Unlock stock picks and a broker-level newsfeed that powers Wall Street. Upgrade Now
Home Depot Just Raised Its Dividend by The Lowest Amount In 15 Years. Here's Why the Dow Jones Dividend Stock Is Still Worth Buying Now.

In This Article:

Home Depot (NYSE: HD) stock popped 2.8% on Tuesday despite reporting weak fiscal 2024 results and fiscal 2025 guidance.

In addition to its results, Home Depot announced a mere 2.2% dividend raise, which was the smallest increase since the home improvement company began raising its payout in 2010.

Here's why the Dow Jones Industrial Average component is still worth buying despite what is likely to be another sluggish year of earnings growth.

A person smiling while looking at color samples in a store.
Image source: Getty Images.

Slowing dividend growth

Over the last 15 years, Home Depot grew its dividend and earnings at a torrid rate. Its stock price reflected that growth.

HD Chart
HD data by YCharts

Even as Home Depot's earnings growth slowed in the last few years, it still made sizable dividend raises. In 2024, Home Depot raised its dividend by 7.7%. It boosted its payout by 10% in 2023, 15.2% in 2022, 10% in 2021, and 10.3% in 2020.

Needless to say, investors had grown accustomed to substantial dividend increases from Home Depot. So, the latest increase of 2.2% marked a noticeable step change. It embodied the extent of Home Depot's downturn, which has been dragging on for years.

Home Depot's lack of earnings growth in recent years and dividend increases caused its payout ratio to balloon to 60%. That's still a healthy level for an industry leader, but it's far higher than Home Depot's average over the last 15 years.

HD Payout Ratio Chart
HD Payout Ratio data by YCharts

In this vein, it was probably best that the company made a small dividend raise to ensure the dividend expense didn't become too much to manage. By keeping the payout ratio reasonable, Home Depot can grow the dividend at the same rate as earnings. For example, if Home Depot recovers and grows earnings by 10%, it can boost the dividend by 10% without increasing its payout ratio.

Weak expectations

If you've tuned into Home Depot earnings calls, chances are you are familiar with the candid delivery of Home Depot's management team. Home Depot tends to give a straightforward perspective on the current state of the business and near-term outlook -- with few theatrics or inflated promises.
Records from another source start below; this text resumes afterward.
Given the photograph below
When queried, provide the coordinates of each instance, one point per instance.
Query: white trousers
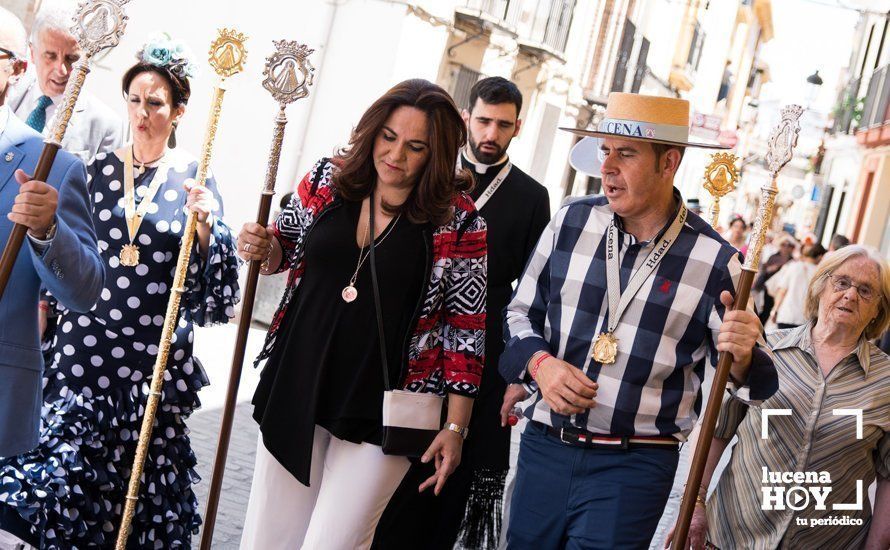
(349, 487)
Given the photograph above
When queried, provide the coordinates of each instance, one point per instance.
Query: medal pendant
(129, 255)
(349, 294)
(605, 348)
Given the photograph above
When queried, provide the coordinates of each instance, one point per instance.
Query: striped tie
(37, 118)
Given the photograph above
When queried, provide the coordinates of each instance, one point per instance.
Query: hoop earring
(171, 141)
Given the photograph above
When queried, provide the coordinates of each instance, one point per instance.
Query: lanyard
(493, 186)
(619, 301)
(133, 215)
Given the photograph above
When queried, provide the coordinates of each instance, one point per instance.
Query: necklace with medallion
(349, 292)
(129, 255)
(605, 347)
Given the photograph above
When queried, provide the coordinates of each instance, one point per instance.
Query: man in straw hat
(623, 301)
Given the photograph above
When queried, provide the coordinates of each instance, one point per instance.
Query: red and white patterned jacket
(446, 350)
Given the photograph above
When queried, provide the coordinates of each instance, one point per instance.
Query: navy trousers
(576, 498)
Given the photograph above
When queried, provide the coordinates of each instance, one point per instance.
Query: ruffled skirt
(71, 488)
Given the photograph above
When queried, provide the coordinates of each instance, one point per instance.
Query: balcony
(549, 30)
(503, 14)
(874, 127)
(848, 112)
(463, 80)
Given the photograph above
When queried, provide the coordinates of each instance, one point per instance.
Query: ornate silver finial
(783, 138)
(99, 24)
(288, 71)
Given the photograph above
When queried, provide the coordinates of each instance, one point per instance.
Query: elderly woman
(826, 367)
(322, 479)
(70, 490)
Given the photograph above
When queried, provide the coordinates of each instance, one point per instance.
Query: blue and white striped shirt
(665, 336)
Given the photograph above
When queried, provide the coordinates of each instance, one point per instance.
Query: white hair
(57, 15)
(13, 31)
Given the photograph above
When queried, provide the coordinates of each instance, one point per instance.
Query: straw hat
(636, 117)
(646, 118)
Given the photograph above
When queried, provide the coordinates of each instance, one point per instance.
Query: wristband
(537, 364)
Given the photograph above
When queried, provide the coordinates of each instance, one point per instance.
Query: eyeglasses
(9, 54)
(843, 284)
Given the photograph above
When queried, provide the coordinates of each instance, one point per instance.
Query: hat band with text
(644, 130)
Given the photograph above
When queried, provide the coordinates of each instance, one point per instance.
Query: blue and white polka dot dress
(72, 487)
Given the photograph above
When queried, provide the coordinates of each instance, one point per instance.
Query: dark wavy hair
(180, 90)
(431, 198)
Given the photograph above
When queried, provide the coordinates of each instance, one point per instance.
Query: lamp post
(814, 82)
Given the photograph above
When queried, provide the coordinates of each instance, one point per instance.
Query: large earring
(171, 141)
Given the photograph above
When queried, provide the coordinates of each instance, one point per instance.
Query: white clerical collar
(4, 118)
(479, 167)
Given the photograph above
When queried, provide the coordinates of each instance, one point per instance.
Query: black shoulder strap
(377, 306)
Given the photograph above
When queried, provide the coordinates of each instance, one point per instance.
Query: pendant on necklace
(129, 255)
(349, 294)
(605, 348)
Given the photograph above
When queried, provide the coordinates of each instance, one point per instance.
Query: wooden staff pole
(288, 76)
(781, 144)
(227, 57)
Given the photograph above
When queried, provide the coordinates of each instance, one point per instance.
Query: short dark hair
(495, 90)
(180, 90)
(662, 148)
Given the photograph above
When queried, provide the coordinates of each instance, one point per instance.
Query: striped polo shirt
(666, 336)
(812, 440)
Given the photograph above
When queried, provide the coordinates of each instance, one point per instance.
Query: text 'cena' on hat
(645, 118)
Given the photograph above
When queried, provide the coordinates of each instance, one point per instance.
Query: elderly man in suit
(93, 128)
(60, 251)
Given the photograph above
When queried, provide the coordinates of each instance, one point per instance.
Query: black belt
(577, 437)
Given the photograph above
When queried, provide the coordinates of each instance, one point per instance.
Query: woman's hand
(200, 201)
(446, 449)
(254, 241)
(698, 530)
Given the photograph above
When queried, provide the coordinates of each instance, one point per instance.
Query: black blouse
(327, 370)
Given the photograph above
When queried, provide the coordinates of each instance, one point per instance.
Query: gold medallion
(129, 255)
(349, 294)
(605, 348)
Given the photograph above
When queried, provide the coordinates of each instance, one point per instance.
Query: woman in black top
(321, 479)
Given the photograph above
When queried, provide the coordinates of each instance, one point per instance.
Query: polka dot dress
(72, 487)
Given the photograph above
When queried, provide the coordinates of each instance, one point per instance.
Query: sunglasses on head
(9, 54)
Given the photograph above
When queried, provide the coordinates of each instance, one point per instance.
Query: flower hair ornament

Home Depot is guiding for just 2.8% total sales growth in fiscal 2025 and 1% comparable 52-week sales growth (fiscal 2024 had an extra week). Diluted earnings per share (EPS) is expected to fall 3%, while adjusted diluted EPS is expected to be down 2%.

For context, Home Depot earned $14.91 in fiscal 2024 diluted EPS, and $15.24 in adjusted diluted EPS. In fiscal 2023, it earned $15.11 in diluted EPS and in fiscal 2022, it earned $16.69 in diluted EPS compared to $15.53 in fiscal 2021. This means that fiscal 2025 earnings are expected to be lower than results from four years ago. Granted, the pandemic brought forward demand and caused an unsustainable spike in earnings. Still, Home Depot is going on year four of earnings going nowhere, which is concerning for investors who thought the company would have turned things around by now.